AI (Large Language Models): The agent's brain is powered by an AI model (like OpenAI's GPT, Google's Gemini, or a local Ollama model). The model receives the user's high-level objective (e.g., "find a chair") and a simplified version of the current web page's HTML. It then decides the best next action to take to move closer to the goal.
Brave Browser: Used along with patchright for stealth browsing, CAPTCHA solving, and Cloudflare bypass.
Laminar: Laminar is used as the evaluation and orchestration controller for the browser automation tasks. Tasks are run under Laminar’s supervision, providing structured logging, evaluation metrics, and easy integration into CI pipelines.
The agent operates in a loop to achieve the user's objective:
- Goal & Context Start with the user’s high-level goal and the current URL.
- Analyze the Page Capture the page state (e.g., via screenshot and element detection) to map clickable buttons, inputs, links, etc.
- Consult the AI Send the goal, URL, and page map to the LLM.
- Receive Action
The AI model returns a specific command in a structured format (JSON), such as
{"action": "click", "element_id": "login-button"}
or{"action": "type", "element_id": "search-bar", "text": "chair"}
. - Execute Action Automation (Playwright) performs the command.

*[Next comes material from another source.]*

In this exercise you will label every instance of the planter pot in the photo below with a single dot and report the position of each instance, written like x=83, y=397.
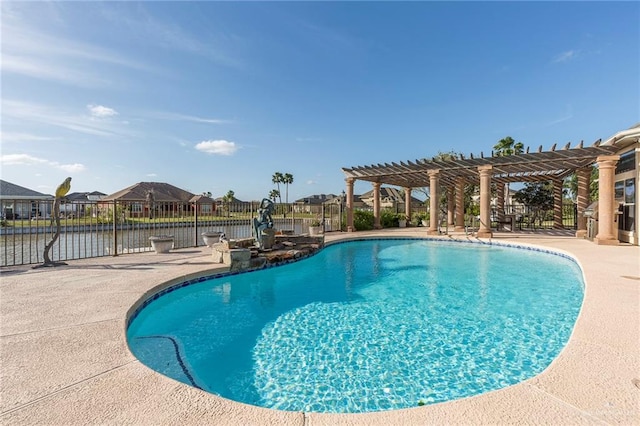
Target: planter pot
x=162, y=244
x=315, y=230
x=211, y=238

This cycle repeats—analyzing, deciding, executing—until the task completes or a predefined step limit is reached.
Edge Case Handling:
- Dynamic Content: By re-analyzing the page's HTML and also looking at the screenshot at every step, the agent can adapt to web pages that change dynamically after an action is performed.

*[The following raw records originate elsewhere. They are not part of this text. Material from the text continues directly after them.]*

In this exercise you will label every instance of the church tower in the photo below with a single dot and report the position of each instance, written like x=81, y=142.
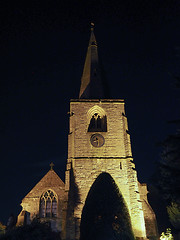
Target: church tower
x=99, y=142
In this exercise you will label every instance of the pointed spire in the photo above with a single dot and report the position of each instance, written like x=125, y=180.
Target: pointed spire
x=91, y=82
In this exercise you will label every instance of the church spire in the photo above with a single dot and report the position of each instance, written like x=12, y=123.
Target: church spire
x=91, y=82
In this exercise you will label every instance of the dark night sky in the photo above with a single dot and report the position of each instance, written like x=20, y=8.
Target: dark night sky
x=42, y=52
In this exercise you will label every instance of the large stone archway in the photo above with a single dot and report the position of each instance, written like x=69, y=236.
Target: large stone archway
x=105, y=214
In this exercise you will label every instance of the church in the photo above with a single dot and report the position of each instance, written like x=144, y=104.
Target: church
x=99, y=149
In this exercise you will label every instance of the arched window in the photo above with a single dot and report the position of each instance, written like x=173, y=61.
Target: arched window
x=97, y=120
x=48, y=205
x=97, y=123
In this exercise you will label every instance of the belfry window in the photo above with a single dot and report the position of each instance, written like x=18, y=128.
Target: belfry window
x=48, y=205
x=97, y=123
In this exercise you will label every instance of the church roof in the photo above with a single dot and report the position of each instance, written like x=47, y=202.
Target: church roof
x=91, y=81
x=50, y=181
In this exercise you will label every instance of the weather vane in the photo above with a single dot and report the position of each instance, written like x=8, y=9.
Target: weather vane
x=92, y=26
x=51, y=165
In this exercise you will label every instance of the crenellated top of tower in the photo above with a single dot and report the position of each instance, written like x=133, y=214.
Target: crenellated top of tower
x=91, y=81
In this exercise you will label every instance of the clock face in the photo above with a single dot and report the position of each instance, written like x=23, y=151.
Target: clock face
x=97, y=140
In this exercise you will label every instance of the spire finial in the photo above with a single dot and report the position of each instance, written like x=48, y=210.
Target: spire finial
x=92, y=26
x=51, y=165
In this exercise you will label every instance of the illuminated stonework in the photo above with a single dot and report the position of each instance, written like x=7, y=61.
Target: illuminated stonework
x=98, y=142
x=86, y=163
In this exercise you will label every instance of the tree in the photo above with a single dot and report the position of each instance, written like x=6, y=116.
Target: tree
x=169, y=173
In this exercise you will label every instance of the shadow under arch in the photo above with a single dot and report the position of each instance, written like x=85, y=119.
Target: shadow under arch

- Errors: If an action fails (e.g., an element to click is not found), the agent reports the failure. The current implementation stops on failure, but it could be extended to ask the AI for an alternative action.

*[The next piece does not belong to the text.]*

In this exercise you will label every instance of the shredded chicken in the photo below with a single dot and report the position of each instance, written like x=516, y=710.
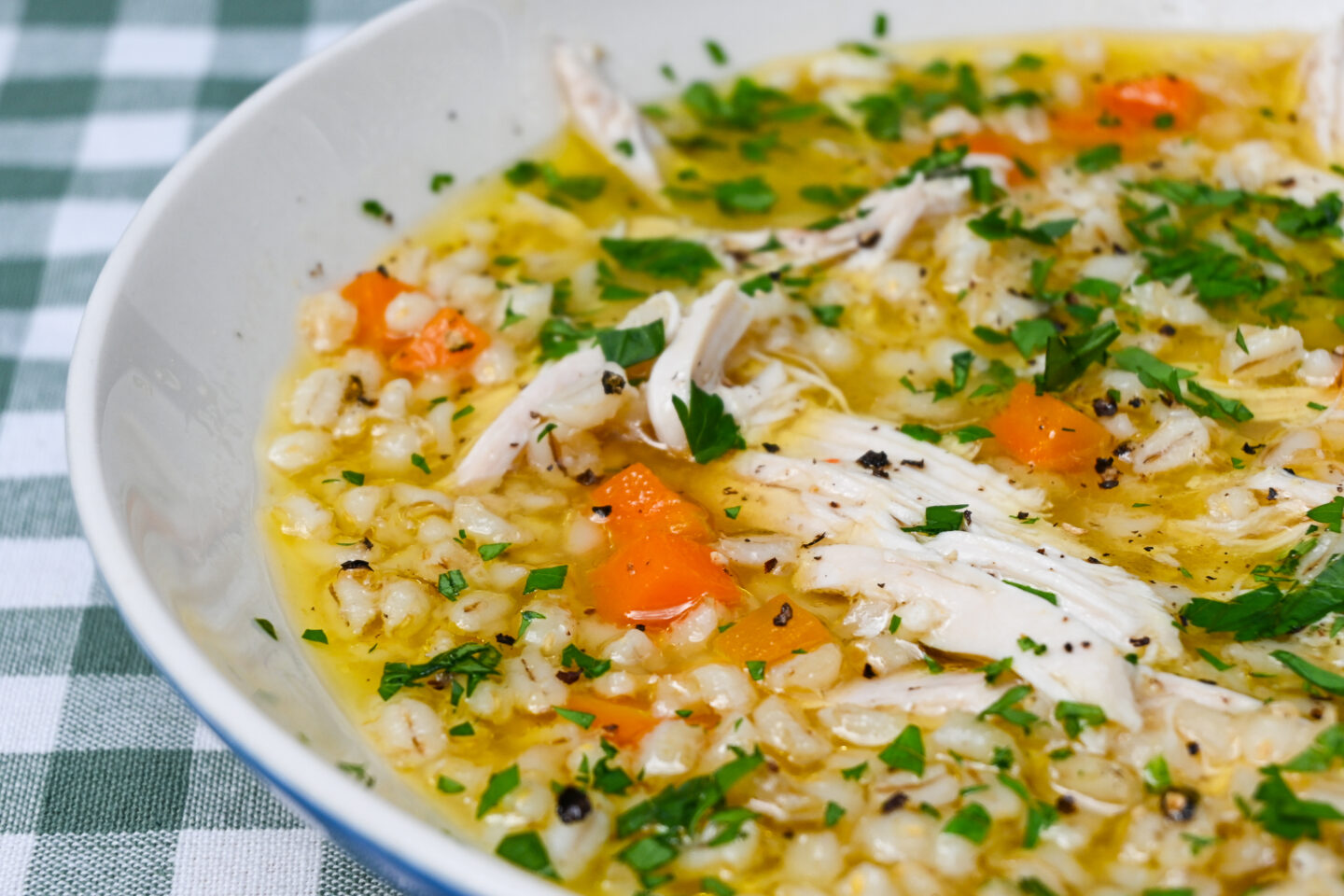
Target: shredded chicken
x=608, y=119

- Complex Tasks: The AI's reasoning capabilities allow it to break down a complex, multi-step task (like filling a multi-page form) into a sequence of smaller, manageable actions.
The core "algorithm" is a state-driven planning process orchestrated by a Large Language Model (LLM). There isn't a traditional, hard-coded algorithm for web interaction. Instead, the agent relies on the general reasoning and pattern-matching abilities of the pre-trained LLM.
The model's task is to map the high-level goal and the current page state to the most logical, low-level browser action. The effectiveness of the agent is therefore highly dependent on the capabilities of the chosen language model (e.g., GPT-4, Llama 3, etc.).
- Python 3.13
- uv - python environment manager
uv venv --python 3.13
source .venv/bin/activate
uv sync --all-extras
Refer Brave browser installation instructions from https://brave.com/brave-browser/
Copy the .env.example
file as .env
file in the project root directory. Add your LLM Provider API keys to the .env
file or run an LLM locally using Ollama. You can change all the model names by changing the DEFAULT_OLLAMA_MODEL
, DEFAULT_OPENAI_MODEL
, DEFAULT_GOOGLE_MODEL
, and DEFAULT_GROQ_MODEL
variables in the automation_agent.py
file.
uv run automation_agent.py -q "chair" -p openai
uv run automation_agent.py -q "4 step ladder" -p ollama --postcode "3000"
uv run automation_agent.py -q "2 step ladder" -p google --suburb-address "Anytown"
uv run automation_agent.py -q "treadmill" -p groq --street-address "123 Main St" --unit "Apt 4B" --suburb-address "Anytown" --state "VIC" --postcode "3000"
If you don't have the standalone lmnr
directory, clone Laminar repository into a separate directory from browser-use-implementation
directory. Refer to the Laminar self-hosting setup for more information on how to self-host Laminar.
Navigate to the lmnr
directory and run the following command to start the Laminar server (docker
is required)
cd lmnr
docker compose up -d
If everthing is setup correctly, you should be able to access the Laminar dashboard running at http://localhost:5667 in your preferred browser
Create a project in the Laminar dashboard and generate an API key for that project and add it to the .env
file
uv run agent_evaluation.py
Pull requests are welcome. For major changes, please open an issue first to discuss what you would like to change. Make sure to run tests and update them as appropriate.
This project is licensed under the MIT License.